Sunday, March 4, 2012

Celebrating the Death of Man

The most popular artifact among my school groups this year is something I improvised on the spot. One group botched a teleport roll and ended up in the city of Mavet Rav. There, they met a vampire witch named Valery who said she will help them get back home if they supplied her with the components needed to perform this ritual. It was funny to watch the confusion as the kids tried to join three oxymoronic facts – the woman is a witch with a cauldron and a pointy hat BUT she’s young and handsome BUT she’s an undead monster with ulterior motives.

Anyhow, the three components were: A book titled Celebration of the Death of Man, a goo called The Vilest of Worms, and someone who really wants to see the sun again.

Now the book turned out to be a hefty tome of somber black leather and stained parchment sheets that tell you about all the deaths that occurred nearby from the most recent to the earliest. The descriptions are usually ironic and unsympathetic, for example:

The Paladin Tourjiman was a great man who wished to rid the world of sin. His last thought was, “I wish I experienced a little bit of sin...”

Little Annie was lost in the wilderness and wondered if there was anything to eat there. There was – her.
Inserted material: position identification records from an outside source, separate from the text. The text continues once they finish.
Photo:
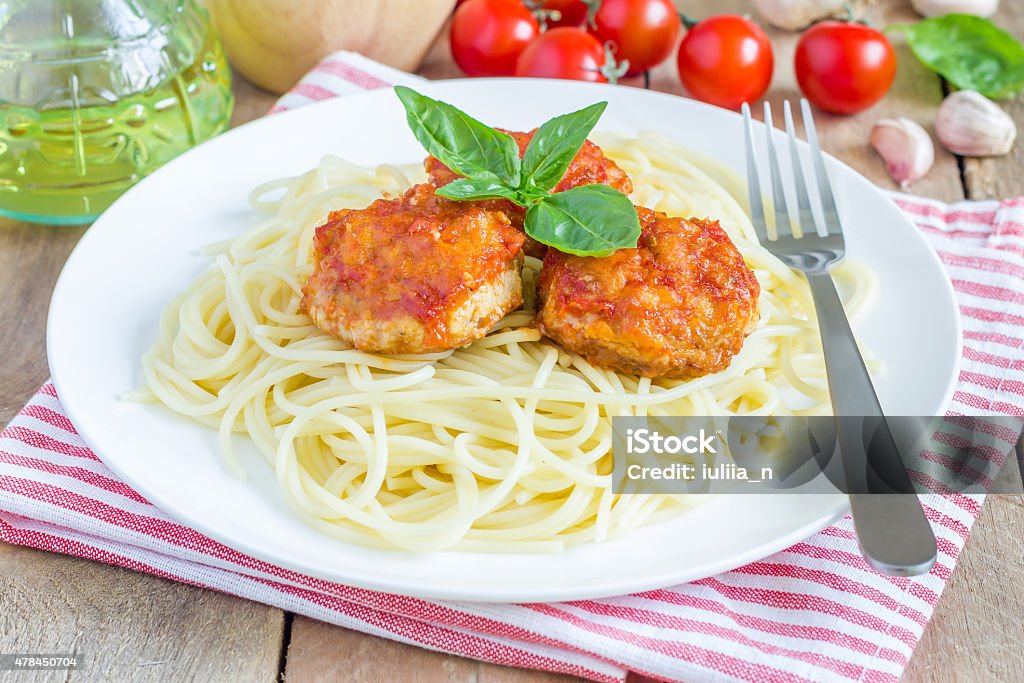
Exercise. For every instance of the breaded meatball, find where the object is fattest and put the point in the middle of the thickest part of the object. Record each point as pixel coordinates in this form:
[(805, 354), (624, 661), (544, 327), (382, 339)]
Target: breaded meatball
[(589, 167), (414, 274), (679, 305)]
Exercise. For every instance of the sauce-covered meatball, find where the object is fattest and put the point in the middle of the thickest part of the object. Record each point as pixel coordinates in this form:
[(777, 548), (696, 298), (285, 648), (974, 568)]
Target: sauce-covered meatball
[(414, 274), (679, 305), (589, 167)]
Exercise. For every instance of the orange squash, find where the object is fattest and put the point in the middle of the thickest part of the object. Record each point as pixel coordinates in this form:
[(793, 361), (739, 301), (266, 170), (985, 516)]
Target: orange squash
[(274, 42)]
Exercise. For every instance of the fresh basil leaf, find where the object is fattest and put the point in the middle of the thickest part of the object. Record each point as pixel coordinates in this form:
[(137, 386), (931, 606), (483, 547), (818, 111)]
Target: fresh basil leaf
[(969, 51), (592, 220), (478, 188), (555, 144), (460, 141)]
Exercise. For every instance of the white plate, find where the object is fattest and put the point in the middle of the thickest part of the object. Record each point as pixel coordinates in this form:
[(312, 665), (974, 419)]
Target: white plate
[(143, 251)]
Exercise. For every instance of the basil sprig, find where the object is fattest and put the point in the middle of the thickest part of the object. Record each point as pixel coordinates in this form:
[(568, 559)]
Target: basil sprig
[(969, 51), (590, 220)]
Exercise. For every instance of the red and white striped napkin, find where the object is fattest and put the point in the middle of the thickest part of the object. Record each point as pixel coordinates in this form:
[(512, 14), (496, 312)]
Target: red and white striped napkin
[(812, 612)]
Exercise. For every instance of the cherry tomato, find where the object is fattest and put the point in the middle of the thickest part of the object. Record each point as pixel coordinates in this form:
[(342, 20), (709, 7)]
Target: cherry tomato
[(487, 36), (644, 32), (564, 52), (844, 68), (726, 60), (573, 12)]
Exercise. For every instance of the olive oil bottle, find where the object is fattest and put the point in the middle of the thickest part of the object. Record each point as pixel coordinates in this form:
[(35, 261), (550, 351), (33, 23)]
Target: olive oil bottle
[(95, 94)]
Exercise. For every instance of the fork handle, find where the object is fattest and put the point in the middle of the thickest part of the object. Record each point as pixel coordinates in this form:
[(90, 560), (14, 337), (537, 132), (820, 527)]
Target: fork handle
[(894, 536)]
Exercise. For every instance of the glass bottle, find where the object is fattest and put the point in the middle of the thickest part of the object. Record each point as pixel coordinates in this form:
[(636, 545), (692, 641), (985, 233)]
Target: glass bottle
[(94, 94)]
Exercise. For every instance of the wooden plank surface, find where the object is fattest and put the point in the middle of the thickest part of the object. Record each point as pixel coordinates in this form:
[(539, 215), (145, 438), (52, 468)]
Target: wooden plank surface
[(138, 627), (131, 626)]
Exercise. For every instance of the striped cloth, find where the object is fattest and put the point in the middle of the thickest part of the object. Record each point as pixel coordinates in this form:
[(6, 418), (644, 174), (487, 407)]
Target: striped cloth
[(812, 612)]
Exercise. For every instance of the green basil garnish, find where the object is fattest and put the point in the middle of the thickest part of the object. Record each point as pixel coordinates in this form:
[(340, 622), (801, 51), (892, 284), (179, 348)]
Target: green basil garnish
[(555, 145), (477, 188), (591, 220), (460, 141), (969, 51)]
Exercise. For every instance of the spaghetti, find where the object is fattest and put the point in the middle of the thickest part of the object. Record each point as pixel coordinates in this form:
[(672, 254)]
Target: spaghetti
[(501, 445)]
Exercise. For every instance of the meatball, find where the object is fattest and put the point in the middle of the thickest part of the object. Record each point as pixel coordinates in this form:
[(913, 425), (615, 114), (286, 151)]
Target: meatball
[(417, 273), (679, 305), (589, 167)]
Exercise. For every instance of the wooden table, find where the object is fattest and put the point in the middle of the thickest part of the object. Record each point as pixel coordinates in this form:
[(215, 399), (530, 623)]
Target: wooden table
[(137, 627)]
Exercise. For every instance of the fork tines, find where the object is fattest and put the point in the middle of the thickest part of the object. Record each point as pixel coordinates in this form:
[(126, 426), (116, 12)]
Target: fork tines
[(791, 224)]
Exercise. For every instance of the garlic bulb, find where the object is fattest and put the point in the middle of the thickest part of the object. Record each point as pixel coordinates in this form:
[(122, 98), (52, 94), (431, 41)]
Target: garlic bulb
[(939, 7), (794, 14), (972, 125), (906, 148)]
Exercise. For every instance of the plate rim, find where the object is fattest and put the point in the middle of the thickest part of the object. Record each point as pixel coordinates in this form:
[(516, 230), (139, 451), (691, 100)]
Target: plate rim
[(621, 585)]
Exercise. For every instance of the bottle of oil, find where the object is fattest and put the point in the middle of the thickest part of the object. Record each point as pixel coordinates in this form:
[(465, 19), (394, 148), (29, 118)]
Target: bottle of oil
[(94, 94)]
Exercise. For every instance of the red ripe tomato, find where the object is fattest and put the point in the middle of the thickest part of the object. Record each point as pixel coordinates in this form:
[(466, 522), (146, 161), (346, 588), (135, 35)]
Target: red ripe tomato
[(844, 68), (564, 52), (726, 60), (644, 32), (572, 12), (487, 36)]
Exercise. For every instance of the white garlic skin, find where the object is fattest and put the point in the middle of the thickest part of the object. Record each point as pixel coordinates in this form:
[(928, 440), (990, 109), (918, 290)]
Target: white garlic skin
[(906, 148), (795, 14), (972, 125), (939, 7)]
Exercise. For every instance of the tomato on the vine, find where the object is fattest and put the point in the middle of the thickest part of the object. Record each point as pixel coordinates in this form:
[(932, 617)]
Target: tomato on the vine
[(569, 53), (726, 60), (643, 32), (843, 67), (570, 12), (487, 36)]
The brave rogue’s last thought was, “it’s a shame I can’t fly.”

And so forth.

Three things that never meet do here unite...
Ary by Trixis

It’s been a good five sessions since they found the blasted tome, and the kids still walk with the book open all time and demand to hear what the book says. They call it the "Stand Up Book." They even laugh heartily at quotes like:

Young Elfari’s father worked day and night to find a cure to the plague. He found it one day after his son died.

Marfima was spared the outrage of divorce by her husband, who soon joined her on the other side because her ghost was quite unbearable...

Rorisian just wanted a sip of refreshing juice. Such a shame his mom confused the labels... 

So far they only used it for kicks. No one considered using it to solve crimes...
Also, in case you wonder - yes, the title of the book was inspired by Agalloch.